Приказчики и «малые» немедленно облепляли покупателя со всех сторон и отчаянно принимались его тащить и зазывать в свои лавки:
– Господин честной! К нам, к нам изволь жаловать… Товарец первеющий: камки, киндяки, дороги разноцветные, сукно лундыш, масаковое, лазоревое… Цена самая совестливая!.. Себе даже много дороже стоит… А тебе отдадим с уважением!
Оглушённый их криками покупатель заходил в лавку только для того, чтобы от них избавиться, а приказчики и «малые» всей гурьбой набрасывались на какую-нибудь зазевавшуюся бабу:
– Боярынька, госпожа всемилостивая! – голосили и горланили они на все лады. – Тафты, фаты, нитки, иголки, шильцо и мыльцо и белое белильцо… Продаём против меры с надбавкою! Заходи, дура-баба, слушайся!
Только против одной лавки не заметно было этой сутолоки и возни. Молодой купеческий приказчик Никита Семёнович Хлобыстин, сидевший в той лавке, среди товара, наваленного кругом огромными тюками и грудами, видимо, не обращал никакого внимания на предпраздничную суету, оживлявшую весь московский Гостиный Двор. Правда, и товар его был не такой, чтобы мог шибко идти с рук перед праздником – холсты, полотна, пенька да пряжа: но тут было дело не в товаре, а в самом торговце, который сидел у прилавка, занятый очень странным и необычным для торговца делом… Никита Семёнович читал книгу, и читал очень внимательно, перевёртывая страницу за страницею и лишь изредка отрываясь от неё, чтобы прислушаться к выкрикиваниям и зазываниям соседних приказчиков и сидельцев.
– Ишь, расписывают! – говорил он сам себе, досадливо ухмыляясь в свою курчавую, русую бородку. – Словно затеяли языком все гроши из мира выбрать.
И затем он опять углублялся в чтение и читал так внимательно, что даже не заметил, как к его дверям подошли двое каких-то высоких мужчин, глянули через стекольчатое окошечко на товар и переступили порог лавки.
– Здравствуй, господин купец! – раздалось за спиною у Никиты Семёновича.

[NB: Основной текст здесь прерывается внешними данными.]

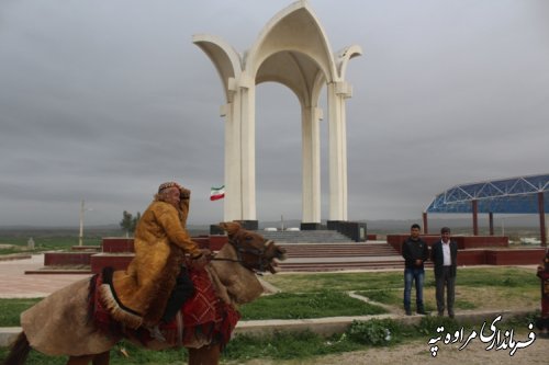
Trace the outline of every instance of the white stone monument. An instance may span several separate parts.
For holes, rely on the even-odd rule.
[[[336,8],[337,4],[334,4]],[[265,25],[246,53],[223,39],[194,35],[193,43],[212,60],[225,91],[225,220],[256,221],[256,84],[280,82],[301,105],[302,226],[321,223],[321,147],[318,107],[327,87],[328,101],[328,220],[347,220],[347,136],[345,102],[352,94],[345,80],[350,58],[361,55],[352,45],[333,53],[328,38],[307,1],[296,1]]]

Он оглянулся и привстал с поклоном навстречу вошедшим господам, закутанным в шубы.
– Покажи нам вот какого товару, по образчику,– сказал тот из вошедших, который был повыше ростом и помоложе, и выложил на прилавок кусок грубого полотна, вроде парусины.
– Такого полотна здесь нигде не сыщешь, господин честной! – сказал Хлобыстин, вглядываясь в образчики. – Ни в эту меру, ни в эту толщину у нас полотен нет.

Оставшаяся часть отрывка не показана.